Thanks TD, Amit.
I think I figured out where the problem is through the process of commenting
out individual lines of code one at a time :(
Can either of you help me find the right solution? I tried creating the
SparkContext outside the foreachRDD but that didn’t help.
I have an object (let’s say A) that is passed a SparkContext like this:
object A {
def func1(sc: SparkContext) {
//Do something with sc
}
In my main object that creates the StreamingContext, I call object A’s func1
method like this:
val ssc = new StreamingContext(spark, Seconds(batchTime))
ssc.checkpoint(checkPointDir)
val messageStream = KafkaConsumer.messageStream(ssc)
messageStream.foreachRDD(rdd => {
A.func1(ssc.sparkContext)
}
Seems like the call A.func1(ssc.sparkContext) above is the cause of the
exception.
Thanks,
Mahesh
From: Tathagata Das
<[email protected]<mailto:[email protected]>>
Date: Thursday, August 7, 2014 at 1:11 PM
To: amit <[email protected]<mailto:[email protected]>>
Cc: "[email protected]<mailto:[email protected]>"
<[email protected]<mailto:[email protected]>>
Subject: Re: Spark 1.0.1 NotSerialized exception (a bit of a head scratcher)

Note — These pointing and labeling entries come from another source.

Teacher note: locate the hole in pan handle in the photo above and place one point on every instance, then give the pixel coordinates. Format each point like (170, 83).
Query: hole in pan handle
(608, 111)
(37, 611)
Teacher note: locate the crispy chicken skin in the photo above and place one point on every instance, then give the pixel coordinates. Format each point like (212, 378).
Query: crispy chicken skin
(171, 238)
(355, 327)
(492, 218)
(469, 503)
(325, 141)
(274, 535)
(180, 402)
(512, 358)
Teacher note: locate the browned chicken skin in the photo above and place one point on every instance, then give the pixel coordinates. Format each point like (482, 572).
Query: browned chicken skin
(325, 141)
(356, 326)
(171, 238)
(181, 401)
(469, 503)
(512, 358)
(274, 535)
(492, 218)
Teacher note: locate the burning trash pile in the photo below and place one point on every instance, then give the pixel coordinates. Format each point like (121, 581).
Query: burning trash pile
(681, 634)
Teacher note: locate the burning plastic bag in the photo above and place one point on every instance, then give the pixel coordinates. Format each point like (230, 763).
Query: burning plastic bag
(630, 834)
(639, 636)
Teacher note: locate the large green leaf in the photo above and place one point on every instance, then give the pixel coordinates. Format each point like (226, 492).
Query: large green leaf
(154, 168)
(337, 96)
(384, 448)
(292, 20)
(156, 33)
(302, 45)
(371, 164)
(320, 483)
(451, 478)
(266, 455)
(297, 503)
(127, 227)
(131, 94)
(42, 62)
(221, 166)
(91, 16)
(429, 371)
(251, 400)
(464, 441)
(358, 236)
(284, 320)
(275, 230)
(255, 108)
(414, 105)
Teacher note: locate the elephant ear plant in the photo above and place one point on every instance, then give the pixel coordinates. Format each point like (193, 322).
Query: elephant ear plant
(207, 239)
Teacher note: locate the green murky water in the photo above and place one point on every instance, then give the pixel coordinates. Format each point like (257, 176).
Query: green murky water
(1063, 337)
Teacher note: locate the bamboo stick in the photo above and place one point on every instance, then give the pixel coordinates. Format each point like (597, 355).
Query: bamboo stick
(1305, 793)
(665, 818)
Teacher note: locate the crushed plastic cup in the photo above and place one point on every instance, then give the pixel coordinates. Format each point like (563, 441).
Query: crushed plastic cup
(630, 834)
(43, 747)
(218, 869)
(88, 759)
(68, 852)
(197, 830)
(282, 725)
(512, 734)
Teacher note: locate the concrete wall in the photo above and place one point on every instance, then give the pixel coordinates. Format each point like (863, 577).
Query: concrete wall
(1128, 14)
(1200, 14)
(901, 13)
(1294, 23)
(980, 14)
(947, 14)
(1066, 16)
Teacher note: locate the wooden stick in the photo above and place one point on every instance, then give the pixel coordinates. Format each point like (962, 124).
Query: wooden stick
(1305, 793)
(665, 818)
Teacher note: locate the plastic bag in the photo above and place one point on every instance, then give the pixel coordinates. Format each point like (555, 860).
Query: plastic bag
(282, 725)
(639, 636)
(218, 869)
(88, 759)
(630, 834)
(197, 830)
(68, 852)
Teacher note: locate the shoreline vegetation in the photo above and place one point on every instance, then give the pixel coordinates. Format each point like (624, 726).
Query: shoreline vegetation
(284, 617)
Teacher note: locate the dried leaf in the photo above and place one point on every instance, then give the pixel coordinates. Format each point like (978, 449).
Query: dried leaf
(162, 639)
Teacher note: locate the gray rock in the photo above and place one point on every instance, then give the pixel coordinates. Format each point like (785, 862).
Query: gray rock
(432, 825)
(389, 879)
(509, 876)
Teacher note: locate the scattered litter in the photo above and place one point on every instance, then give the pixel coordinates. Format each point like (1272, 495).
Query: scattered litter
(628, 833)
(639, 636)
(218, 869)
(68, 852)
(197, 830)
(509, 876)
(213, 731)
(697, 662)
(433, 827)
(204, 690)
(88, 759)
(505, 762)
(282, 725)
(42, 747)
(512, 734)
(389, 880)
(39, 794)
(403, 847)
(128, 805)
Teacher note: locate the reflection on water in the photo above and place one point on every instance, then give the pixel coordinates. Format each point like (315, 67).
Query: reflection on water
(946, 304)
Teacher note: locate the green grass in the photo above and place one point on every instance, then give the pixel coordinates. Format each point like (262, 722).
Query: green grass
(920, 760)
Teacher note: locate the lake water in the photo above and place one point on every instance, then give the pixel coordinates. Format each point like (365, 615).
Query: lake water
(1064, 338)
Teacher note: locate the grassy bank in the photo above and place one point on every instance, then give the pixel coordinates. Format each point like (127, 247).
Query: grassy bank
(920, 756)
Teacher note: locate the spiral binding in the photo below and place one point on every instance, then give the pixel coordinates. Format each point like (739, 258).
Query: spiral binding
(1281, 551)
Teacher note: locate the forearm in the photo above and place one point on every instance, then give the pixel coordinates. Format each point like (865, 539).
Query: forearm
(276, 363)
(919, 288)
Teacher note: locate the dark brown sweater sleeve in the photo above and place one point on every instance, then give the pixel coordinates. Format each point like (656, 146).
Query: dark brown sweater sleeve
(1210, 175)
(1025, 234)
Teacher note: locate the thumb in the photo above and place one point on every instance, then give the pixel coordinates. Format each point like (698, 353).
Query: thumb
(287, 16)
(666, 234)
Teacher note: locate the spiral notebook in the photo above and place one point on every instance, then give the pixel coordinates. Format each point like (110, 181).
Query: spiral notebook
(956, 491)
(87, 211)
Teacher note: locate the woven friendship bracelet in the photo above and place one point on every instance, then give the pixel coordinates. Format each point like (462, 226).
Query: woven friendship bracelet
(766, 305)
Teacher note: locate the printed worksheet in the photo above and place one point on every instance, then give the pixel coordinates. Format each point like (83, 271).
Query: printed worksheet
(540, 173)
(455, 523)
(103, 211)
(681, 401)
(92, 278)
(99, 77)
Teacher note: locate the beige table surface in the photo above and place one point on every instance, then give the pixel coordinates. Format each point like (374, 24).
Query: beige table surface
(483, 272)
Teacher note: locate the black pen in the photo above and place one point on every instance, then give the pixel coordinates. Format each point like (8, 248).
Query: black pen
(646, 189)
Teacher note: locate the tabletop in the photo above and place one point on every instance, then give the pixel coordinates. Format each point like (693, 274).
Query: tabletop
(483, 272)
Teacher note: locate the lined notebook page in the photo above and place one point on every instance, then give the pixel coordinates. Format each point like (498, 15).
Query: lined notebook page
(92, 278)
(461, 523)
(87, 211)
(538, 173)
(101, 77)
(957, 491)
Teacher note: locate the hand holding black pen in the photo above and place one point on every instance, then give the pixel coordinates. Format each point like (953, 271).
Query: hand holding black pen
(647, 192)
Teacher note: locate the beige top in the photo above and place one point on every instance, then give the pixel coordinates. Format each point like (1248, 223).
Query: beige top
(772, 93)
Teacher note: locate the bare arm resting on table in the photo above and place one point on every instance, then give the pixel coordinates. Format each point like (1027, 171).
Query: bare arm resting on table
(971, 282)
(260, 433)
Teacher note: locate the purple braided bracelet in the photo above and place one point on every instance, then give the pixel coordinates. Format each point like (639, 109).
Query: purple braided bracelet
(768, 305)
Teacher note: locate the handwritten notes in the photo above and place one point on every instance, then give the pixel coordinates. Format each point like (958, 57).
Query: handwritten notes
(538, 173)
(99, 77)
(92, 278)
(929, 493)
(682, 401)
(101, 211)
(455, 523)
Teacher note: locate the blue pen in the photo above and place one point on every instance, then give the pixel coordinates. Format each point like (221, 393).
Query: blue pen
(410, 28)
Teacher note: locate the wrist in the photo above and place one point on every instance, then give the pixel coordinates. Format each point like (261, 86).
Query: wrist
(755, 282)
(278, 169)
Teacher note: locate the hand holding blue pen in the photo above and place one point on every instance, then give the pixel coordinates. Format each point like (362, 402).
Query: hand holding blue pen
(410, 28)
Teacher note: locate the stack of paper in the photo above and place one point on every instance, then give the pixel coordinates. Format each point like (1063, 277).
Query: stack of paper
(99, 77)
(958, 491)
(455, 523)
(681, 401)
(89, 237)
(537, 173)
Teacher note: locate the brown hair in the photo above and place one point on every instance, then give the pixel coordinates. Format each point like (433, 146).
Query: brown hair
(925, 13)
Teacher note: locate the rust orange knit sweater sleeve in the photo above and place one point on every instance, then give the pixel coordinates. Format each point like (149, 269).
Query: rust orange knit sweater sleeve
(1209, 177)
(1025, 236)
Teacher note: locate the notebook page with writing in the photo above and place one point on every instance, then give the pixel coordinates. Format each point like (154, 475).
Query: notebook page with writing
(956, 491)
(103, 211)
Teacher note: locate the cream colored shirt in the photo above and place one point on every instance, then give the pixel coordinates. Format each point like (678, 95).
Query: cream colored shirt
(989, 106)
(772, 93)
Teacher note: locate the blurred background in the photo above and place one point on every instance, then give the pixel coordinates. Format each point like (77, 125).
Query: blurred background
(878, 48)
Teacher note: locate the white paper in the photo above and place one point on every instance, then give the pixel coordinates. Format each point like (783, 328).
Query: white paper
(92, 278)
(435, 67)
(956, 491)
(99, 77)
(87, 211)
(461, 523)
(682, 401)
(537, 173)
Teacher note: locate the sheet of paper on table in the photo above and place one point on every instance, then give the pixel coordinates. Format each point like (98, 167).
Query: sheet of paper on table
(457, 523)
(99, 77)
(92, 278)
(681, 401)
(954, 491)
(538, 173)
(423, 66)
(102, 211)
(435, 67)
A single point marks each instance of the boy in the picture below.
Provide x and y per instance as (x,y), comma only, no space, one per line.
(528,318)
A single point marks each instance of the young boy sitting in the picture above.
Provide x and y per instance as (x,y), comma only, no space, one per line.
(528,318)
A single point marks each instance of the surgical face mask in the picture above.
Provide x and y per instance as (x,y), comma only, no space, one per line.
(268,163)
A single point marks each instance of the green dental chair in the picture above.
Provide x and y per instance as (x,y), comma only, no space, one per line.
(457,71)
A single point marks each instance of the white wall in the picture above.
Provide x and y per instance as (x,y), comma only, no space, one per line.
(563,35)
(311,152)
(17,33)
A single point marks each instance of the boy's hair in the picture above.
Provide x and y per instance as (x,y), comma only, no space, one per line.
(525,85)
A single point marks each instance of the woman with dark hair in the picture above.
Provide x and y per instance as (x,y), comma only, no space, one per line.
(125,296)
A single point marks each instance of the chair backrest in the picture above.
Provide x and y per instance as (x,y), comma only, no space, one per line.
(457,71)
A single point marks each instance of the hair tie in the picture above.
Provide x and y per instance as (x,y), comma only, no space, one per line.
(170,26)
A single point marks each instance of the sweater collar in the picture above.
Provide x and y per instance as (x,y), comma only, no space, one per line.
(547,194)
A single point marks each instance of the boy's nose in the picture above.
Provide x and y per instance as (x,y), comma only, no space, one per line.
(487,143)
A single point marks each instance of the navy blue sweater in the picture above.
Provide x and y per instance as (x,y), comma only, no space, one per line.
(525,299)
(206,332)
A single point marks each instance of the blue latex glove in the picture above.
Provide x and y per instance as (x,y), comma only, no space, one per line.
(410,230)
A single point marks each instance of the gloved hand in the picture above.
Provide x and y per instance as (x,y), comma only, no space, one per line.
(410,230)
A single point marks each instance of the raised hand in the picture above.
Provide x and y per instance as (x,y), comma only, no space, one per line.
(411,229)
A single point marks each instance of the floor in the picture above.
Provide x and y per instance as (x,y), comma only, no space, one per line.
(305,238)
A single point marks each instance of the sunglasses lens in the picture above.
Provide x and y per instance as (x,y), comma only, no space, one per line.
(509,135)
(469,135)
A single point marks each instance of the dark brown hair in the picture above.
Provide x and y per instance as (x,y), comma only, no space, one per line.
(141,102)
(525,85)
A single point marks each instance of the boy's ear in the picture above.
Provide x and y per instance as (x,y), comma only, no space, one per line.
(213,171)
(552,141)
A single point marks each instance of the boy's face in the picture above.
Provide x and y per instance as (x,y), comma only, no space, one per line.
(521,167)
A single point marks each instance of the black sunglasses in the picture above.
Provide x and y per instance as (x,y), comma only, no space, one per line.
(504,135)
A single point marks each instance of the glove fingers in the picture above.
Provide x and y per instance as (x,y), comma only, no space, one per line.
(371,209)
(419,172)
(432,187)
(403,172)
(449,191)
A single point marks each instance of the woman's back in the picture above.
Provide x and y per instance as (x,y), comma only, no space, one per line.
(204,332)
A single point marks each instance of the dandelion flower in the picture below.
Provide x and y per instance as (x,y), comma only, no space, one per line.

>From the extended info, I see that you have a function called
>createStreamingContext() in your code. Somehow that is getting referenced in
>in the foreach function. Is the whole foreachRDD code inside the
>createStreamingContext() function? Did you try marking the ssc field as
>transient?
Here is a significantly different approach. Put the whole function to apply on
each item in an object.
object MyFunctions {
def processItem(enable: Boolean)(item: (Int, (Long, Long)) = {
val (key, (oc, dc)) = item
DebugLogger.log("Original event count = " + oc)
DebugLogger.log("Found "+(oc-dc)+" duplicate(s) in "+oc+" events")
if (enableOpStat) {
try {
val statBody = Array(("batchCount", oc.toString()),
("duplicateCount", (oc-dc).toString()))
OperationalStatProducer.produce(statBody)
} catch { case e: Exception => DebugLogger.report(e) }
}
}
}
}
And then use that
msgCount.join(ddCount).foreachRDD((rdd: RDD[(Int, (Long, Long))]) => {
val enable = enableOptStat
rdd.foreach(MyFunction.processItem(enable) _ )
}
On Thu, Aug 7, 2014 at 11:52 AM, amit
<[email protected]<mailto:[email protected]>> wrote:
There is one more configuration option called spark.closure.serializer that
can be used to specify serializer for closures.
Maybe in the the class you have Streaming Context as a field, so when spark
tries to serialize the whole class it uses the spark.closure.serializer to
serialize even the streaming context. Classes like StreamingContext may not
work if serialized and deserialized in a different JVM(?).
So I see two solutions one is to somehow avoid serializing StreamingContext,
other is to override the default serialization method to serialize only the
params required by streaming context and recreate it in the serialization
step from the params
--
View this message in context:
http://apache-spark-user-list.1001560.n3.nabble.com/Spark-1-0-1-NotSerialized-exception-a-bit-of-a-head-scratcher-tp11666p11703.html
Sent from the Apache Spark User List mailing list archive at Nabble.com.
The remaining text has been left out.